Глава 1. 200
Единственный момент, когда я жива — когда могу умереть. Цифры на приборной панели застыли на отметке 214. Я ловлю это значение краем глаза, на долю секунды, и снова смотрю вперёд — туда, где ксеноновый луч фары режет ночь надвое, вспарывает её, как скальпель вспарывает плоть, обнажая то, что скрыто под тонким слоем темноты.
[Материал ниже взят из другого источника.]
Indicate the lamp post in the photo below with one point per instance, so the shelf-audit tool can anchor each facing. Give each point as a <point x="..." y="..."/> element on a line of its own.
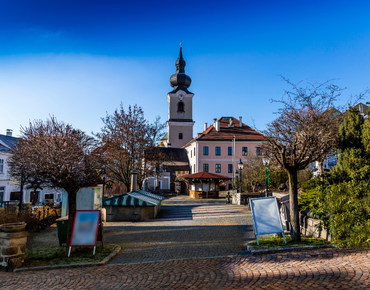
<point x="104" y="179"/>
<point x="266" y="162"/>
<point x="240" y="167"/>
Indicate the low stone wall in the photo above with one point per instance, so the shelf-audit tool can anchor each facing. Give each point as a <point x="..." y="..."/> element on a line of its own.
<point x="12" y="249"/>
<point x="131" y="213"/>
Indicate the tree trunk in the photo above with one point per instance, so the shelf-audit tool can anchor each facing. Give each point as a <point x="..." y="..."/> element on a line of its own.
<point x="71" y="216"/>
<point x="293" y="201"/>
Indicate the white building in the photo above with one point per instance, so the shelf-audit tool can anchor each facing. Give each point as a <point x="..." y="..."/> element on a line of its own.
<point x="10" y="189"/>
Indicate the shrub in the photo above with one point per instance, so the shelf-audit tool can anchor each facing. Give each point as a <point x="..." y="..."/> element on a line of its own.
<point x="10" y="215"/>
<point x="309" y="200"/>
<point x="345" y="208"/>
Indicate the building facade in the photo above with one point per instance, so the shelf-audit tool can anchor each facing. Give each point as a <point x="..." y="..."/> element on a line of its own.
<point x="8" y="188"/>
<point x="220" y="147"/>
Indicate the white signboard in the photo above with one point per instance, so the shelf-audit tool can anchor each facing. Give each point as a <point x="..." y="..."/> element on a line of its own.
<point x="266" y="216"/>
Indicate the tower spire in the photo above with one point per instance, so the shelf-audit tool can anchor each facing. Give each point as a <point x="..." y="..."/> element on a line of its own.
<point x="180" y="79"/>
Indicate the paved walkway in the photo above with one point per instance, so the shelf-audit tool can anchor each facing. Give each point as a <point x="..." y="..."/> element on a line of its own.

Жёлтая разметка на такой скорости теряет дискретность, она плавится, искажается, превращается в одну сплошную фосфоресцирующую струю, уходящую под колёса, утекающую назад, в прошлое, которое я не собираюсь догонять. Ветер бьёт в шлем с такой силой, что шею начинает жечь от сопротивления, будто кто-то методично, миллиметр за миллиметром, вдавливает раскалённую проволоку под кожу у самого затылка. Он ревёт, он пытается вдавить пластик визора в кости моего лица, продавить его внутрь черепа, добраться до того, что там спрятано за семью замками.
Где-то на дне желудка просыпается липкий, тягучий инстинкт: просто зажмуриться. Отпустить руки. Поддаться этой ревущей стихии, позволить ей наконец забрать то немногое, что во мне ещё сопротивляется собственному распаду.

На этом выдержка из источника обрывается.